Mais uma vez passo este selo a todos os que me seguem! ;)

9 de setembro de 2009

O Labirinto da Rosa

Autor: Titania Hardie
Género: Thriller
Editora: Editorial Presença | Nº de páginas: 436
Nota: 3/5

Resumo (da capa): O Labirinto da Rosa é um romance de estreia de uma riqueza surpreendente que tem no centro da sua trama uma herança enigmática que remonta à época Tudor. John Dee, matemático, astrónomo e conselheiro da rainha Isabel I, deixou escondida uma série de documentos seus por considerar que a humanidade não se encontrava preparada para compreender o que neles estava escrito. As sucessivas gerações de descendentes souberam guardar o segredo da sua localização à espera do momento certo para revelar tais conhecimentos ao mundo. Esse momento parece ter finalmente chegado quando, volvidos quatro séculos, a mãe de Will, às portas da morte, lhe passa o testemunho – uma antiga folha de pergaminho com enigmas e uma chave de prata. Mas que segredo poderá revelar aquela misteriosa chave? Um romance soberbo, um verdadeiro labirinto literário, com traços do romance histórico, do romance de aventura, de mistério, do thriller, e referências vastíssimas que vão dos conhecimentos esotéricos egípcios, templários e renascentistas à história do Islão, ao Cristianismo, ao paganismo ou à astrologia. Presos no seu poderoso encantamento, vamos desvendando, enigma após enigma, o denso mistério que o envolve, acompanhando os seus protagonistas numa demanda intelectual por alguns dos locais mais interessantes da Europa.

Opinião: Este livro chegou-me às mãos por sorte, já que foi ganho num passatempo no blog Estante de Livros. Fiquei interessada nele, assim que ouvi que a Editorial Presença estava para o publicar, lembrando-me um pouco a expectativa que tinha há uns anos atrás em relação a O Código da Vinci. Infelizmente as lembranças não se ficaram por aí, pois à semelhança daquele livro, este tem um final que sabe a pouco apesar de um início bastante bom e com um dos melhores twists que tenho lido até agora.
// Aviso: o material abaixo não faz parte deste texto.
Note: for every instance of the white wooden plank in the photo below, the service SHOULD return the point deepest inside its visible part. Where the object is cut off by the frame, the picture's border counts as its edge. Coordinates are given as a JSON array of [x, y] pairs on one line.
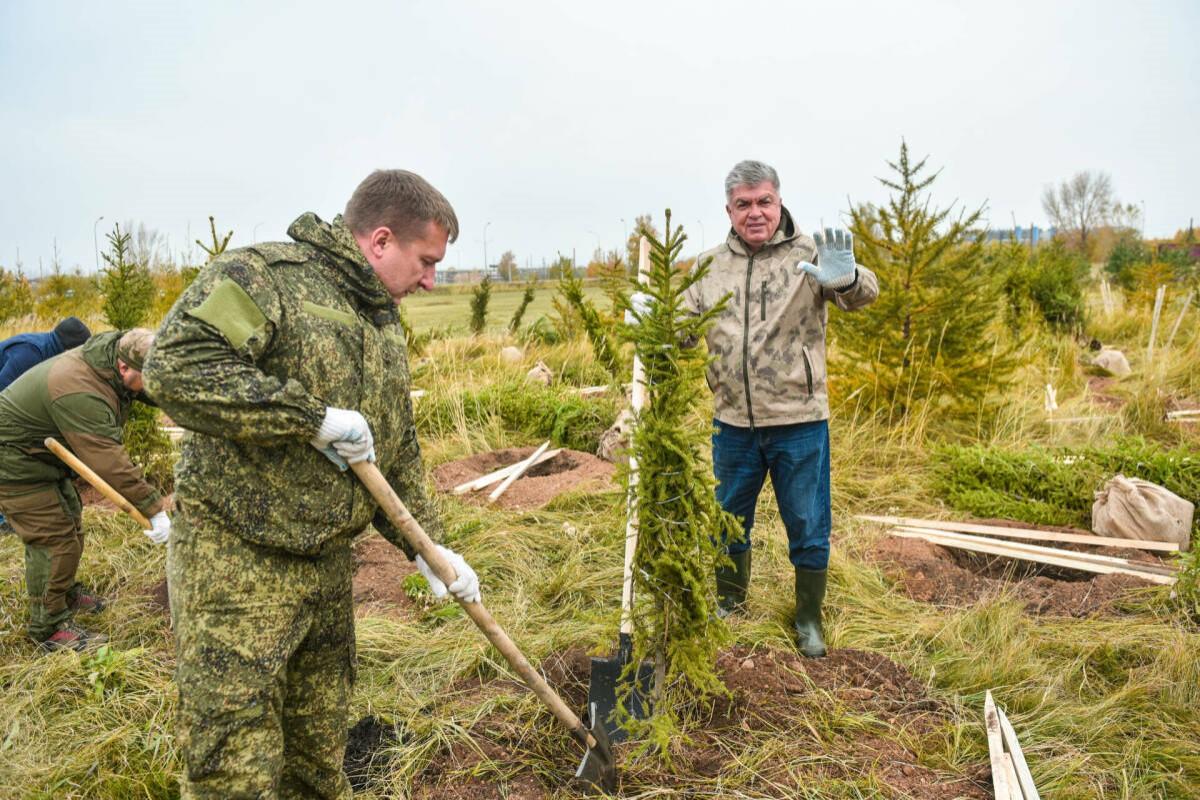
[[1025, 533], [1024, 777], [999, 549], [1095, 558], [995, 749]]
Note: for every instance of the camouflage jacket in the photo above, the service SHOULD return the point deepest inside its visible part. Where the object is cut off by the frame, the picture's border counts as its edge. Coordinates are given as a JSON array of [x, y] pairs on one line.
[[77, 397], [769, 348], [247, 360]]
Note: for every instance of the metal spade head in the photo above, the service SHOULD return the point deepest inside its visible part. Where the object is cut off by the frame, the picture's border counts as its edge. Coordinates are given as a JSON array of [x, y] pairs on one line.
[[598, 770]]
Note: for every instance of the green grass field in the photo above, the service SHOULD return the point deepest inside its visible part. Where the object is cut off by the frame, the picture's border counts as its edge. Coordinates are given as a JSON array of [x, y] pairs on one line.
[[1107, 707]]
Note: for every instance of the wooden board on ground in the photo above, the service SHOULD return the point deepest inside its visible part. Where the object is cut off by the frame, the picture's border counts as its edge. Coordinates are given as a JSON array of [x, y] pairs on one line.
[[1093, 558], [999, 548], [1025, 533]]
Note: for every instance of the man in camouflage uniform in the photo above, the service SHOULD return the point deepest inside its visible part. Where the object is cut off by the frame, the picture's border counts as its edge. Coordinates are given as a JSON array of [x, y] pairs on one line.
[[81, 397], [768, 379], [280, 359]]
Começamos por seguir Will, herdeiro de um segredo guardado desde o séc. XVII até aos dias de hoje pelas mulheres da sua família. No entanto, um grupo deseja reaver esse segredo de modo a concretizar uma profecia relacionada com o fim dos tempos, não olhando a meios para o adquirir.
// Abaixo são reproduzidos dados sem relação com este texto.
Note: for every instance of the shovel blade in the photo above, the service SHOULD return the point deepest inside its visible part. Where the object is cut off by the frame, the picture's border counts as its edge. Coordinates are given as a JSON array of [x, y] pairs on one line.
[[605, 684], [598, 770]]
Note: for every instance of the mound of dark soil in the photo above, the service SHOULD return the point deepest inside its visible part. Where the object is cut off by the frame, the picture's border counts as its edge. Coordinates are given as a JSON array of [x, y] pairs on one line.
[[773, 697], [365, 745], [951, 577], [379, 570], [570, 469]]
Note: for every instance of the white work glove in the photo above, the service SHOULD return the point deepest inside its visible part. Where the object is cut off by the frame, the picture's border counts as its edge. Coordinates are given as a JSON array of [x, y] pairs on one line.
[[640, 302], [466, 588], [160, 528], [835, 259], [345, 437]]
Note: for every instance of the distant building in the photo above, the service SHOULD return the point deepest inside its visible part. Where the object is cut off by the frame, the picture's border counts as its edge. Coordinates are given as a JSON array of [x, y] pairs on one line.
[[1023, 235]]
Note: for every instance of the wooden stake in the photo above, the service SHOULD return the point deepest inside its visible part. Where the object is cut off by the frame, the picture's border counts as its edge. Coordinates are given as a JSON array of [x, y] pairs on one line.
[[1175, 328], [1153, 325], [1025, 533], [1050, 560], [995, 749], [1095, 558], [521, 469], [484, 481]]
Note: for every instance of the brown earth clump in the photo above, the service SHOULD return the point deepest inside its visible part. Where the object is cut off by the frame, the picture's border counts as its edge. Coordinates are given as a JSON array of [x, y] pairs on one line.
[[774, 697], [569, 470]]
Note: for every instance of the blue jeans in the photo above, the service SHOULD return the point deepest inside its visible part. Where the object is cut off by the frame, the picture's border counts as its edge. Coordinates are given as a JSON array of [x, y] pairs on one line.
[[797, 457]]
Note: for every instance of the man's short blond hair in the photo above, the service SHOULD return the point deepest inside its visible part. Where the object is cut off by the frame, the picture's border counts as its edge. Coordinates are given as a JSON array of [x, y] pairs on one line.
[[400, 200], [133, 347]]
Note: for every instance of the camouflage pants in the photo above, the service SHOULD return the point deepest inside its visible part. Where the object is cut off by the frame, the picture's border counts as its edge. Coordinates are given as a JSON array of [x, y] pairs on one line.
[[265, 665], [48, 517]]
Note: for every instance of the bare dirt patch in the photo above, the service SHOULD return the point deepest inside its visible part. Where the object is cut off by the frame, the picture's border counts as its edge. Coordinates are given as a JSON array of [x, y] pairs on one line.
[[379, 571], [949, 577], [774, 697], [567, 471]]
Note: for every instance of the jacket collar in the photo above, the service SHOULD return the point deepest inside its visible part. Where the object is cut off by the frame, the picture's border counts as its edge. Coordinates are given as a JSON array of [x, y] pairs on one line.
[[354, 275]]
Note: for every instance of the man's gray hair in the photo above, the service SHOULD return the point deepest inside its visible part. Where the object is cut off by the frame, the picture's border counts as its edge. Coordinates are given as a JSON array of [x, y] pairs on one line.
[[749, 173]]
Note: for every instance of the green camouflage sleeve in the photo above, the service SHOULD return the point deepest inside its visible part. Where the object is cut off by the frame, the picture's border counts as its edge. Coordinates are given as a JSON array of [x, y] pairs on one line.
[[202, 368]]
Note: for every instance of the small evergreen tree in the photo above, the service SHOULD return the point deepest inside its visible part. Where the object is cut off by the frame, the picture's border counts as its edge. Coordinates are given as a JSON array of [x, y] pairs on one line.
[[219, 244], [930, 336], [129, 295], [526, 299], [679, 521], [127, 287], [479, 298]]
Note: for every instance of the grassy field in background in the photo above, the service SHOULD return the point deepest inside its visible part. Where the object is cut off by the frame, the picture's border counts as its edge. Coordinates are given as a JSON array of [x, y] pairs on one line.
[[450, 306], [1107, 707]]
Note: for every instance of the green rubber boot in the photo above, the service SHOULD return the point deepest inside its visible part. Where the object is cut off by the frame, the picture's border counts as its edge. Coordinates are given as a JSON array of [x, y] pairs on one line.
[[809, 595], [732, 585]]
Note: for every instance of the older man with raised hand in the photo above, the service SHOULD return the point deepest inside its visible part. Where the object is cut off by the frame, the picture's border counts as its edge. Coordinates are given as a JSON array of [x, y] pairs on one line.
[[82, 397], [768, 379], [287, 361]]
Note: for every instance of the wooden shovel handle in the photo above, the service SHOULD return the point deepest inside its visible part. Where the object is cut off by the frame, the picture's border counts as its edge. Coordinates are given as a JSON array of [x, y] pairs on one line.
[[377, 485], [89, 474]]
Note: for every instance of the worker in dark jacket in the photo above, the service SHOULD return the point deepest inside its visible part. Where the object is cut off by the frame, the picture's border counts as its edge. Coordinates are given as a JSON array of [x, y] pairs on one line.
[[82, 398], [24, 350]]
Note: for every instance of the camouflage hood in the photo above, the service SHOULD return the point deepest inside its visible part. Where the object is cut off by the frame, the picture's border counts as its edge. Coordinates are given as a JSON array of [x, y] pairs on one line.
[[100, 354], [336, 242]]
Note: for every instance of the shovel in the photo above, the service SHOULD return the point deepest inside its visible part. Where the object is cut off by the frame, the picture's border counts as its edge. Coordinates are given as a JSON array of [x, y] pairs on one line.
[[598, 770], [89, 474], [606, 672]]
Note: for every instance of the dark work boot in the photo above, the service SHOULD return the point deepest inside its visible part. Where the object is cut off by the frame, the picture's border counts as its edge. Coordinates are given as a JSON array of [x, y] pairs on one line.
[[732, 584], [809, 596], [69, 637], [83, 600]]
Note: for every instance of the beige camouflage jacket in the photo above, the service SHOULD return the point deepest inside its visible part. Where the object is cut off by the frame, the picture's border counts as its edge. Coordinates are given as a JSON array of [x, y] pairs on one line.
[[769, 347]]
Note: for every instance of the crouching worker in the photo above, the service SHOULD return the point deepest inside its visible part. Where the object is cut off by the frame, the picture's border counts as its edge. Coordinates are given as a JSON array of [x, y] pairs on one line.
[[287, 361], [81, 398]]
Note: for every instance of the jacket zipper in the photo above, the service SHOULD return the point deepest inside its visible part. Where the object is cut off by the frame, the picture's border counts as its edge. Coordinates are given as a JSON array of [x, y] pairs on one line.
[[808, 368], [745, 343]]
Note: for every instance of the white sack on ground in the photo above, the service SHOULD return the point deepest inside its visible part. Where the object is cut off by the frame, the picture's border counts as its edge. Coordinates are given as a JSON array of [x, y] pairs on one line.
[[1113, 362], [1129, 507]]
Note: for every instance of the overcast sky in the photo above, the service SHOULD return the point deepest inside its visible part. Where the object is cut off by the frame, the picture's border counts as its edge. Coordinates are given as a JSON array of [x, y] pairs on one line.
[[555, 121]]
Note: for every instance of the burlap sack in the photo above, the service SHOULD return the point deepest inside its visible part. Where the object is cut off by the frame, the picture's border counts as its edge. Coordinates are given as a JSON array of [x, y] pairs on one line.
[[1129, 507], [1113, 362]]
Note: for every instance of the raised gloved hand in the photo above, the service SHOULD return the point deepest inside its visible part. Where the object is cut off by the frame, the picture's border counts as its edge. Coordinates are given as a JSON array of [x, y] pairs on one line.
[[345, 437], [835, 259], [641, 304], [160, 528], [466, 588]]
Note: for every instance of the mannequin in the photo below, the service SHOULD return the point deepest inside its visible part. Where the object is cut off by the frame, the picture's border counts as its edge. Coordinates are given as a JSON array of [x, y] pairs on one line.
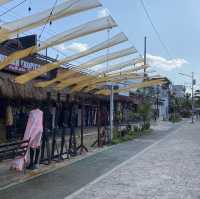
[[65, 124], [73, 109], [33, 133], [35, 129], [9, 122], [48, 126]]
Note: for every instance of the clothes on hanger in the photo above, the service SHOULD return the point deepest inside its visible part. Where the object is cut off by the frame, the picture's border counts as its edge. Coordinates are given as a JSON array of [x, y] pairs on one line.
[[33, 133]]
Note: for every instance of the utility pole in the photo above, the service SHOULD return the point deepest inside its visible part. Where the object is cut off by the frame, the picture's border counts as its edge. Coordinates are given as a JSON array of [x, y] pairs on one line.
[[193, 82], [145, 62], [145, 54]]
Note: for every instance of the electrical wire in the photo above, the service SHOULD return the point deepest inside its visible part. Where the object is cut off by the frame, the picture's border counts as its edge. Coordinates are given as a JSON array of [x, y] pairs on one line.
[[155, 29], [48, 19], [12, 8]]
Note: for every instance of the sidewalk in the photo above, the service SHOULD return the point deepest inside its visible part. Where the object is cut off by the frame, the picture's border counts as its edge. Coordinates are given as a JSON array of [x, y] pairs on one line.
[[66, 180], [168, 169]]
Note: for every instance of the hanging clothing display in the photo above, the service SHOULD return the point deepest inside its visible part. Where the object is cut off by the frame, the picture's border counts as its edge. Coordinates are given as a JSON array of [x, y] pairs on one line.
[[9, 122], [33, 133], [9, 116]]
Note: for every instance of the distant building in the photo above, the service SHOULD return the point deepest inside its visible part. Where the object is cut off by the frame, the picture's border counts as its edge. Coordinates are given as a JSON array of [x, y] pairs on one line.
[[178, 91]]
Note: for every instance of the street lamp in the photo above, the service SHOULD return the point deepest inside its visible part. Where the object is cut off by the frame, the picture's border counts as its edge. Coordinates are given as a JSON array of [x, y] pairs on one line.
[[193, 83]]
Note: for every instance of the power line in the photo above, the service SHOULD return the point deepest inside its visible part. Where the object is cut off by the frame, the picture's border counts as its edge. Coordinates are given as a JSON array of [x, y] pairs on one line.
[[49, 18], [155, 29], [12, 8]]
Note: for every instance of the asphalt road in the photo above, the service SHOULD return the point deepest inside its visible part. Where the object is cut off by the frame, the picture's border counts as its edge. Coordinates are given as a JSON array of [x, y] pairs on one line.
[[65, 181]]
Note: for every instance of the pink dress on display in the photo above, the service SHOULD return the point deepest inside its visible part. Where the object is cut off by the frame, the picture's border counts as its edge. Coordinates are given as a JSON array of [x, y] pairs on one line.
[[33, 133]]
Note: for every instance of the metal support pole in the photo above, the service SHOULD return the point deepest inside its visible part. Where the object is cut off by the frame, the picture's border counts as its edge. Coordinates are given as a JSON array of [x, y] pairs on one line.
[[145, 52], [192, 97], [111, 112]]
O início, e a bem dizer quase todo o livro, conseguiram agarrar-me. A escrita, apesar de confusa em algumas partes, não deixa de ser bastante fluida e de nos transmitir uma grande quantidade de informação histórica sem, no entanto, cansar uma pessoa (como aconteceu, por exemplo, com o Códex 632). As personagens também são bastante interessantes, com histórias que desejamos seguir e por quem não podemos deixar de torcer. Os apontamentos médicos foram também uma aposta ganha, na minha opinião, sobretudo no que tocou ao debate sobre a “memória celular”, de que nunca tinha ouvido falar mas que parece ser um tema que pode dar pano para mangas. Achei curioso o livro trazer um bloco com os enigmas, mas foi com alguma decepção que reparei não ser tão necessário como isso. Dá para fazer o puzzle, é certo, e segundo o site The Rose Labyrinth esses enigmas têm mais algum segredo, mas mesmo assim penso que podiam ter sido integrados de outra maneira na história.

O pior deste livro vem mesmo no fim. Não é anti-climático, como alguns que tenho lido este ano *cough*BreakingDawn*cough*, mas deixa uma sensação de “É só isto? Tanta coisa para nada?” ou seja, exactamente a mesma reacção que tive ao ler O Código Da Vinci. Pareceu algo precipitado e não foi capaz de acabar com algumas pontas soltas, tal como o que é que aconteceu ao coração do Dee?

Uma boa leitura, com uma edição cuidada (gostei das notas da tradutora) mas com um final que, infelizmente, desaponta.